Combatentes do Taleban dentro do palácio presidencial em Cabul, Afeganistão - Reprodução/Al Jazeera
Combatentes do Taleban dentro do palácio presidencial em Cabul, Afeganistão Imagem: Reprodução/Al Jazeera

16/08/2021 12h57Atualizada em 16/08/2021 13h36

A retomada total do Afeganistão pelos talibãs, concretizada com o domínio da capital Cabul desde o último domingo (15), surpreendeu muitos analistas políticos pela rapidez e pela falta de resistência. Reginaldo Nasser, professor de Relações Internacionais da PUC-SP, vê na situação do país um reflexo da estratégia fracassada dos americanos que abre espaço para tornar o Afeganistão palco de novas disputas geopolíticas.

Para o professor a PUC-SP, a tomada em tão pouco tempo foi uma surpresa, diante da avaliação de Conselheiros de Segurança Nacional dos Estados Unidos e dos serviços de inteligência, no último dia 13, de que a capital Cabul poderia resistir por vários meses, ou na pior das hipóteses, semanas. A queda em menos de três dias foi reveladora de um problema muito maior do que a questão militar.

Além do exército, policiais afegão foram treinados totalizando cerca de 300 mil combatentes contra o talibã, quase o "triplo" dos insurgentes, além de equipamentos militares superiores, segundo Nasser. "Isso denota uma questão política que vem acontecendo há muito tempo. Não se estruturou um governo de unidade nacional no Afeganistão. Quando os Estados Unidos anunciaram que iriam sair, a debandada começou a acontecer", explica, em referência ao mês de junho de 2020 quando o então presidente Donald Trump sinalizou um acordo com os talibãs e confirmou o processo de retirada gradual das tropas americanas no país.

"O que detonou tudo foi quando o Biden disse, em abril, que os Estados Unidos iriam sair sem nenhuma condição. Isso colocou os afegãos que combatem os talibãs diante de um risco muito grande, e eles começaram a abandonar a guerra", afirma.

Segundo Nasser, relatos dizem que os talibãs, com dinheiro, passaram a comprar lideranças comunitárias e oficiais do exército. "O Talibã veio corroendo essa estrutura."

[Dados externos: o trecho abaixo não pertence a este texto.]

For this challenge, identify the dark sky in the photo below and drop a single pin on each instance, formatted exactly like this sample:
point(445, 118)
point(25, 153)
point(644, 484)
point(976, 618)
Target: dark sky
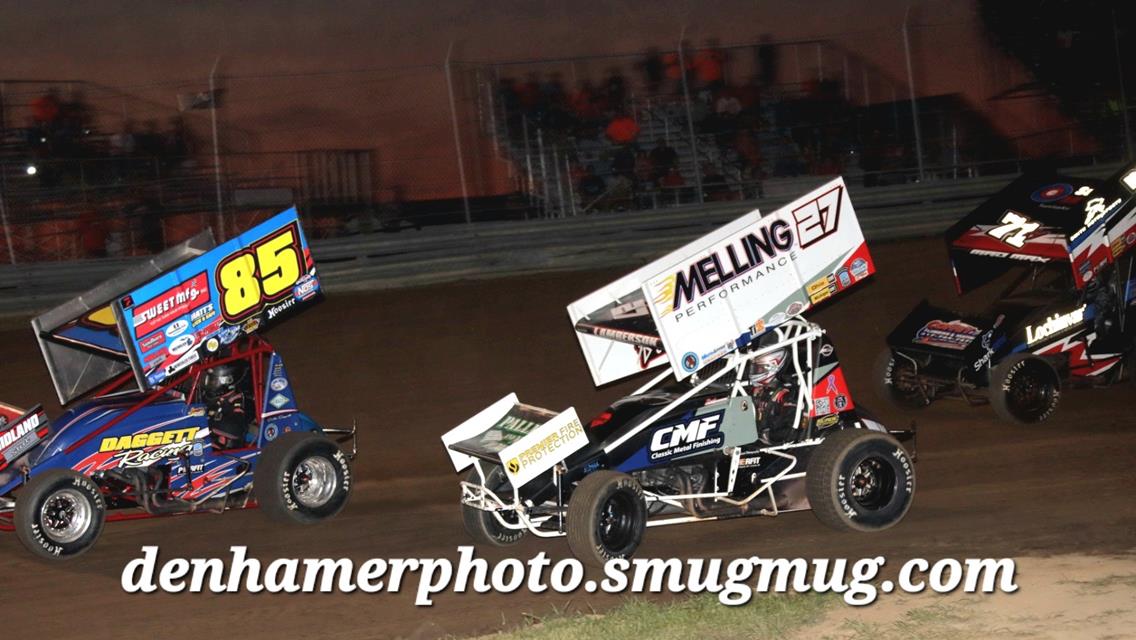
point(157, 49)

Para a população afegã, de acordo com Nasser, há possibilidade de que os talibãs imponham o mesmo regime do que vigorou nos anos 1990. "Pode não ser da mesma forma nem na mesma intensidade, mas não vai mudar. O regime repressivo, extremamente autoritário em relação aos afegãos de maneira geral e às mulheres em particular. Não vai haver diferença", garante.

A dúvida é saber se eles vão conseguir reunir apoio interno, já que politicamente o país é muito fragmentado.

Disputa por influência geopolítica

O especialista, que lançará em setembro o livro "A luta contra o terrorismo: os Estados Unidos e os amigos talibãs" (Ed. Contracorrente) não concorda com a percepção de que os Estados Unidos saem como os grandes perdedores dessa reconquista do Afeganistão pelos talibãs.

"Está claro que a estratégia dos americanos não deu certo. Mas isso não quer dizer que vá trazer grandes problemas para os Estados Unidos. De modo cínico, os Estados Unidos abandonaram o Afeganistão e o deixou no caos. O que isso trará de consequência para os Estados Unidos em princípio? Nada", afirma.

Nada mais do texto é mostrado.